The Moonlight Awards

The Moonlight Awards: 1967

June 19, 2022 Aaron Keck Season 4 Episode 8
The Moonlight Awards
The Moonlight Awards: 1967
Show Notes

It's 1967, and the film world is about to be conquered by the New Hollywood: a new generation of young American actors and directors, influenced by the French New Wave, galvanized by tumultuous cultural and political movements, and liberated by the collapse of the stifling Hays code.

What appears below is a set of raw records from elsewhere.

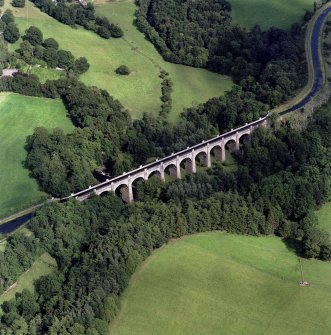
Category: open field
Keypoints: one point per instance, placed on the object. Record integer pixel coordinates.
(324, 217)
(216, 283)
(19, 115)
(266, 13)
(140, 91)
(45, 264)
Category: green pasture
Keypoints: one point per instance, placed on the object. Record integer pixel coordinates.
(44, 265)
(217, 283)
(140, 91)
(19, 116)
(324, 217)
(268, 13)
(46, 74)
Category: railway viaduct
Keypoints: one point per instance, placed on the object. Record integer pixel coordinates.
(172, 164)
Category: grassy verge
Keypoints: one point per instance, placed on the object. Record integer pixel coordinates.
(140, 91)
(19, 115)
(45, 264)
(218, 283)
(266, 13)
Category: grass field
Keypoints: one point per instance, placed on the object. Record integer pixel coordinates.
(45, 264)
(19, 115)
(268, 13)
(140, 91)
(324, 217)
(216, 283)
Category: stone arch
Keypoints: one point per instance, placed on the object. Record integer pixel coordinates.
(217, 153)
(154, 173)
(124, 191)
(245, 138)
(171, 170)
(134, 185)
(104, 193)
(231, 145)
(201, 158)
(187, 164)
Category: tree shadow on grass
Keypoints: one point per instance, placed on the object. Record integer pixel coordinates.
(293, 245)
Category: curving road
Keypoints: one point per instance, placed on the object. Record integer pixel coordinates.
(318, 81)
(314, 49)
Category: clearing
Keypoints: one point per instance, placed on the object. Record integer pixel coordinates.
(19, 116)
(140, 91)
(268, 13)
(217, 283)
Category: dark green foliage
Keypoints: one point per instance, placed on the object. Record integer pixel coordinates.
(7, 16)
(270, 64)
(33, 35)
(18, 3)
(11, 33)
(51, 43)
(166, 89)
(123, 70)
(73, 13)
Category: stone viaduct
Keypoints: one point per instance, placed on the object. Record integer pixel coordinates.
(172, 164)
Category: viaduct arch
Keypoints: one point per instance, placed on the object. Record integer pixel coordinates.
(187, 157)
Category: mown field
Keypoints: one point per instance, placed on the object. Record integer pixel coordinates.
(45, 264)
(216, 283)
(19, 116)
(140, 91)
(266, 13)
(324, 217)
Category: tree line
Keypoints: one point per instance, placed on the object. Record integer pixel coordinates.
(73, 13)
(283, 175)
(269, 64)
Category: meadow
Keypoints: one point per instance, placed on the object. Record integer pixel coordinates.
(44, 265)
(19, 116)
(140, 91)
(217, 283)
(266, 13)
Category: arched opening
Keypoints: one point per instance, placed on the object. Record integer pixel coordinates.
(154, 174)
(124, 193)
(231, 146)
(186, 166)
(201, 159)
(245, 139)
(170, 172)
(104, 193)
(138, 188)
(217, 154)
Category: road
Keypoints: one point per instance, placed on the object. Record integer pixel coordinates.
(316, 72)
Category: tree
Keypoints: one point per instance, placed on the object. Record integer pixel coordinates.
(7, 16)
(123, 70)
(51, 43)
(33, 35)
(11, 33)
(18, 3)
(81, 65)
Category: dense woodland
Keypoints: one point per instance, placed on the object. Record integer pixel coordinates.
(282, 176)
(73, 13)
(268, 64)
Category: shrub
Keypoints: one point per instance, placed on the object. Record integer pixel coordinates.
(123, 70)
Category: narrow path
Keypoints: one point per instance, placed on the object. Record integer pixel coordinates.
(315, 83)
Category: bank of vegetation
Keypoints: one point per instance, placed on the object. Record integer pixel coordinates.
(283, 176)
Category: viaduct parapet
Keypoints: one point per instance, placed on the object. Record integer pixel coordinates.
(187, 158)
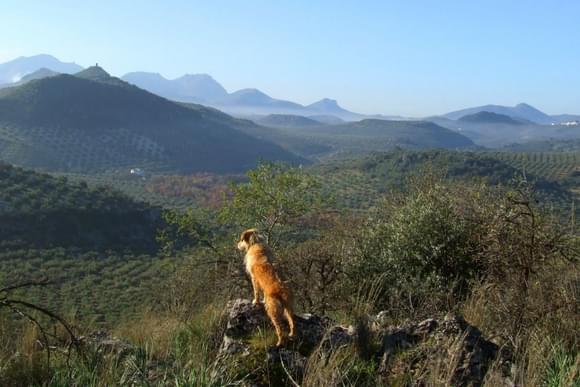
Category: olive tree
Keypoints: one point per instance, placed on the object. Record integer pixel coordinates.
(274, 195)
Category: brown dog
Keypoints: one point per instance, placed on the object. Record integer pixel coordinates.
(277, 297)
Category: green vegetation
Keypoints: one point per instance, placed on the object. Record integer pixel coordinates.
(40, 211)
(94, 123)
(358, 138)
(402, 237)
(360, 182)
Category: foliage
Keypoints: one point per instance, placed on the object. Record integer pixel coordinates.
(274, 196)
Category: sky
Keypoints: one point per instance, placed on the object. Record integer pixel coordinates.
(410, 58)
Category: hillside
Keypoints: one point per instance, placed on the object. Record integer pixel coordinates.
(40, 211)
(287, 121)
(484, 117)
(93, 122)
(359, 182)
(15, 70)
(520, 111)
(199, 88)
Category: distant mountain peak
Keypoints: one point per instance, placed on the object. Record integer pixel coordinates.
(16, 69)
(94, 73)
(485, 117)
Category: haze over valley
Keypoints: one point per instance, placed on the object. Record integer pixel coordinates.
(293, 194)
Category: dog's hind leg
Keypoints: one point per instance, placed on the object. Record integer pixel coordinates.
(274, 311)
(288, 315)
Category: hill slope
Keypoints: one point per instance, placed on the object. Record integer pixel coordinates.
(352, 138)
(287, 121)
(188, 88)
(41, 211)
(490, 118)
(359, 182)
(93, 122)
(520, 111)
(15, 70)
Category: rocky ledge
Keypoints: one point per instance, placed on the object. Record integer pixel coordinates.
(445, 350)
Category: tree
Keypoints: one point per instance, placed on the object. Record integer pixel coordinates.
(275, 195)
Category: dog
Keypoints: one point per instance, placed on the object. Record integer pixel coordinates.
(277, 297)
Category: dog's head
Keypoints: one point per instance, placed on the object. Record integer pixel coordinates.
(248, 238)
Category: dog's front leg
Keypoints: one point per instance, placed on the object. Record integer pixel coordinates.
(256, 287)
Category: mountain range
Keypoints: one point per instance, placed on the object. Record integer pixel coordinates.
(91, 122)
(203, 89)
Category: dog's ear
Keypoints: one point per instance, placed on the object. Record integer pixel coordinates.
(254, 238)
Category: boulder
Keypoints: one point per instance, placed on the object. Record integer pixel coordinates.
(446, 351)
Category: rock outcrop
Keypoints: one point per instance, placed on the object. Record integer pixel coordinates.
(447, 351)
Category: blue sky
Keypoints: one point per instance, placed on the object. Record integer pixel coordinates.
(415, 57)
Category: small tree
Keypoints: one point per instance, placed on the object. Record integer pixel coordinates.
(275, 195)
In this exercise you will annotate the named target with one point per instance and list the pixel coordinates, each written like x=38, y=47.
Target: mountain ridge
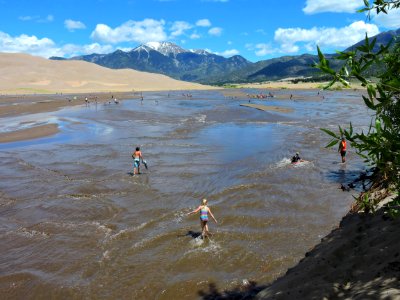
x=204, y=67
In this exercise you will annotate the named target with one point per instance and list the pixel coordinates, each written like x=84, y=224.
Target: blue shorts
x=136, y=163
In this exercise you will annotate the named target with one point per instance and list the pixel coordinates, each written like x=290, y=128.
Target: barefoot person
x=342, y=149
x=296, y=158
x=204, y=210
x=137, y=156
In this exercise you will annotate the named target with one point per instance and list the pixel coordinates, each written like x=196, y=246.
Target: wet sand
x=358, y=260
x=29, y=133
x=97, y=231
x=268, y=108
x=19, y=105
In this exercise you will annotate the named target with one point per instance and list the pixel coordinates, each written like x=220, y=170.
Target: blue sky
x=255, y=29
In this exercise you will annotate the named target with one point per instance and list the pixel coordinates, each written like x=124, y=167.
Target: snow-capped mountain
x=166, y=48
x=169, y=59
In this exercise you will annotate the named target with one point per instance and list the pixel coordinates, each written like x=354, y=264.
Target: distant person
x=342, y=149
x=204, y=210
x=296, y=158
x=137, y=157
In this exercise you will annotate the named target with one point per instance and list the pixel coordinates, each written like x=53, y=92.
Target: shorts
x=136, y=163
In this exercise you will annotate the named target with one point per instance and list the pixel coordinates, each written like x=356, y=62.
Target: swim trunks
x=203, y=214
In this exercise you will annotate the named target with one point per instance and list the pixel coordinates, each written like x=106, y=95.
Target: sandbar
x=29, y=133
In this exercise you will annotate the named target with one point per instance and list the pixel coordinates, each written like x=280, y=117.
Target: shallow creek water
x=75, y=223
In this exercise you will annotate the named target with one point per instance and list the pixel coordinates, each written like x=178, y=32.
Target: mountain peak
x=166, y=48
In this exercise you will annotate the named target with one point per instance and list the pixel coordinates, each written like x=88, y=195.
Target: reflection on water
x=75, y=223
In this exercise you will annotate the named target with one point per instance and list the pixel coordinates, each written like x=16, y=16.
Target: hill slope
x=22, y=73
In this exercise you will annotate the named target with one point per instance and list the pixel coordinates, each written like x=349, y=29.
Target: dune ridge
x=27, y=74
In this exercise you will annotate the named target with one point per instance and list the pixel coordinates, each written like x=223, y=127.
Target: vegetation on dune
x=380, y=146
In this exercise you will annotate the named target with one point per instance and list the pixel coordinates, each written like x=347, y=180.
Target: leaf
x=331, y=133
x=369, y=103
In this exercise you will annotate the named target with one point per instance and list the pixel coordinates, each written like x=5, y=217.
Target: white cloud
x=390, y=20
x=320, y=6
x=148, y=30
x=38, y=19
x=45, y=47
x=25, y=44
x=203, y=23
x=290, y=39
x=72, y=25
x=179, y=27
x=215, y=31
x=194, y=36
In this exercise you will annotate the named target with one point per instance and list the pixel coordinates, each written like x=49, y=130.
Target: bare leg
x=203, y=228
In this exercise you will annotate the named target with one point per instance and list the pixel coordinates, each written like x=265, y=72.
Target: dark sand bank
x=358, y=260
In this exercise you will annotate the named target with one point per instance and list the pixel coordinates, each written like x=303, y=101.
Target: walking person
x=204, y=211
x=137, y=157
x=342, y=149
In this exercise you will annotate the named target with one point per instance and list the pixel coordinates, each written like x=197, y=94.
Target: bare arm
x=194, y=211
x=209, y=210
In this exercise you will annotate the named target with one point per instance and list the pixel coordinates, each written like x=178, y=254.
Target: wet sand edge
x=29, y=133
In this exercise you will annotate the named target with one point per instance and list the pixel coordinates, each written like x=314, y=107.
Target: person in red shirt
x=342, y=149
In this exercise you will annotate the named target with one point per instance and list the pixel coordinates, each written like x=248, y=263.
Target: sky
x=255, y=29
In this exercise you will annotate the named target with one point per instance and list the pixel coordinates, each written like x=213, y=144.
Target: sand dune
x=26, y=74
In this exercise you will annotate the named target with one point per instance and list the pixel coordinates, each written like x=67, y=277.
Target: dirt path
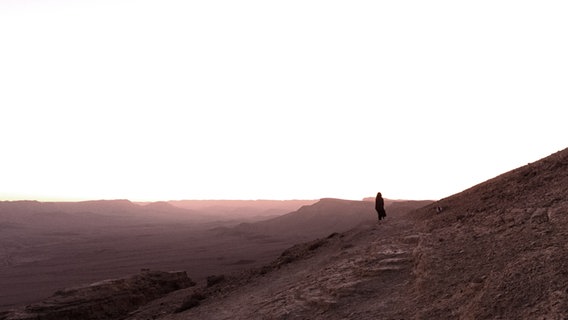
x=360, y=274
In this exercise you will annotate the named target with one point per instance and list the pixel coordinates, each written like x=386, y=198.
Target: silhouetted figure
x=380, y=206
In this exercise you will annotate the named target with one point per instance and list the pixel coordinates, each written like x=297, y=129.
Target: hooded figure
x=380, y=206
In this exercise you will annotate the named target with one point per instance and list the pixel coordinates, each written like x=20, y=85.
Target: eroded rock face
x=109, y=299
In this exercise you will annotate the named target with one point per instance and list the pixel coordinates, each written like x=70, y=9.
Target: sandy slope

This year, "the curve comes to reassert itself over the straight line," as the critic Philip Kemp said about "Playtime": norms and mores are violated, elites are exposed, marriages are exploded, weddings are disrupted, mud and blood are splattered, and structures fall. And after all that, we're left with five indelible films: which one comes out on top?

Join Rachel Schaevitz, Aaron Keck, and special guest Beverly Gray (author of "Seduced by Mrs. Robinson") as they discuss the year in cinema, the curve, the line, fedoras, fantasies, squibs, plastics, feminism, antifeminism, and the stunning rise of Dustin Hoffman - and then we dig into the data and the numbers (and our expert panel votes) to identify the best film of 1967.

The nominees are Belle de Jour, Bonnie & Clyde, The Graduate, Playtime, and Le Samourai. Who wins the Moonlight?